When To Tell
One of the most interesting issues for a young diabetic is when to tell people you have been diagnosed with Diabetes. It was never difficult for me. I grew up with up diabetes in my house so to me it was normal. I really didn’t know any different. So I usually tell people within 10 minutes of meeting me. I tell potential employers, I told my dates, I think my wife might have known before we even went out the first time and I tend to tell everyone I meet. I think I got that from my mother, which as far as I know was very open about the disease to her friends and acquaintances.
In fact there was only one person I decided not to tell. My high school had a rule that no medicines were allowed in the school unless they were kept by the school nurse.
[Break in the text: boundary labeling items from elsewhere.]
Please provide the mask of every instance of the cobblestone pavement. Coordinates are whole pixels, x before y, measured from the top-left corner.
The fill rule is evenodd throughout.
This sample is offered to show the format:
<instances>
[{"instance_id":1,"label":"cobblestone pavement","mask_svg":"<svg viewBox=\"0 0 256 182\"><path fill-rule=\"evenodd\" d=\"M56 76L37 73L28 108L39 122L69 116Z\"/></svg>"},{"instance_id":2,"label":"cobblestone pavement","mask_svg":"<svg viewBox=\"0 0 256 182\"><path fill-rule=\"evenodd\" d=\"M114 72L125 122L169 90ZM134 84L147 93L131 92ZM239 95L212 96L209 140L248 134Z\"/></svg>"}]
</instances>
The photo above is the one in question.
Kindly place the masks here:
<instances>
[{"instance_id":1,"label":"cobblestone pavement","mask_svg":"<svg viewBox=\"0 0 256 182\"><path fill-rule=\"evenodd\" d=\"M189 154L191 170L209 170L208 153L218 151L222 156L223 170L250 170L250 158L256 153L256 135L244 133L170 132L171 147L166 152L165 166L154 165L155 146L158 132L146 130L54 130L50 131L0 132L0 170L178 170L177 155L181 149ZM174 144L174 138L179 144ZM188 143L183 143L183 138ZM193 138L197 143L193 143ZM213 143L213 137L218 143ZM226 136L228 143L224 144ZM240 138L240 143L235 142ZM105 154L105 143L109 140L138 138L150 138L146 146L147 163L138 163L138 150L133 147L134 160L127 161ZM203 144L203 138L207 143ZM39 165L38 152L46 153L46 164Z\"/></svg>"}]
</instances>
I had a mid-afternoon dose (even today it is my worst time) and I decided to keep the syringe in my locker and give the dose in the boy’s bathroom or if I was brave in the hallway.
There were a few over 500 children in my high school class so blending in was pretty easy. In fact I had blended in so well that I was lost in the shuffle. Since I was diagnosed when I was 17 during the summer before the start of my senior year, I felt little need to tell the school nurse. I didn’t mind if teachers, other students even the cafeteria workers knew, but I did not want the school nurse to know. Since my mom and dad did not know that I had refused to tell the school nurse they had no idea they were required to fill out the special medical information form.
Of course when it happened, the wall came tumbling down in dramatic fashion. According to the records sometime in early February I was discovered using insulin at school. The teacher sent me to the principal who suspected I was taking or selling drugs. They confiscated the insulin, informed the police liaison and in short order the gig was up.
My father who worked at a local manufacturing plant was finally tracked down and he had to come to school to ‘discuss matters’. My mother was in the hospital in Indianapolis so both dad and I had good reason to try and not complicate her worries. Dad, was worried that the school would carry out their threat to have me arrested or expelled or both. I was worried I might not get to ‘run into my wife’ of 35 years in the hallway who was not very happy with my admiration in high school. She was dating someone else and really would have preferred that I go away. Oh how love wins out in the end and I knew it even in High School.
So I was granted immunity, told to report to detention for a few days, the nurse confiscated my supply of syringes, gave me a stern talking too about when to tell, namely early and the nurse. Then I was sent on my way for the duration. Another senior student rescued from himself and given corrective adjustment.
My dad gave me a stern talking too. The school required that I had to turn in the dictionary I had misappropriated from the library and had already paid be replaced in my Junior year, oh and I was told from now on I had to park in lot E of the High School parking lots. Oh lot E you ask? It was for the medically fragile children. So instead of being with the other seniors out back where the music blared and there was passion to watch some mornings, I was in Lot E closer to the building, but not nearly as interesting. In pretty short order I lost my riders who were either too embarrassed to join me in Lot E or who wanted the more fun filled main lot for early morning entertainment.
So when to tell? Well if one flash forwards now 40 years I was the hearing examiner for a school system in cases of expulsion. Sure enough a student who was down on his luck came before me because he had brought Tylenol to school not checked them with the nurse and was caught taking then at a hallway water fountain. The young man was not well liked by students or staff and he was not cut any breaks by either. At the high school this was clearly an event worthy of expulsion and for good reason. Any drugs in a school can be misused and over the years several students had ‘sold Tylenol’ claiming it’s use for other purposes. But as I faced him and his parents, I just couldn’t do it. For him there was no lot E, he rode the bus and anyway he couldn’t drive so he wasn’t going to feel any punishment in that regard.
I worked out a diversion agreement which angered the principal to no end. Detention, suspension for 10 days, checking in with the nurse every morning even if he didn’t have medications and a written paper about what he had learned where to be his punishments. Two weeks later I received a single written page. In larger than normal script it contained five sentences. It said in essence I should tell the nurse when I bring Tylenol to school. Later that semester the young man stopped coming to school and eventually was expelled for nonattendance, a way to clear the books of students who refused to come.
So even today I ask this question, when do you tell? Well apparently you better tell the school nurse immediately. Thus my policy, tell everyone when you meet them, it hurts much worse than being assigned to Lot E, I know that for certain.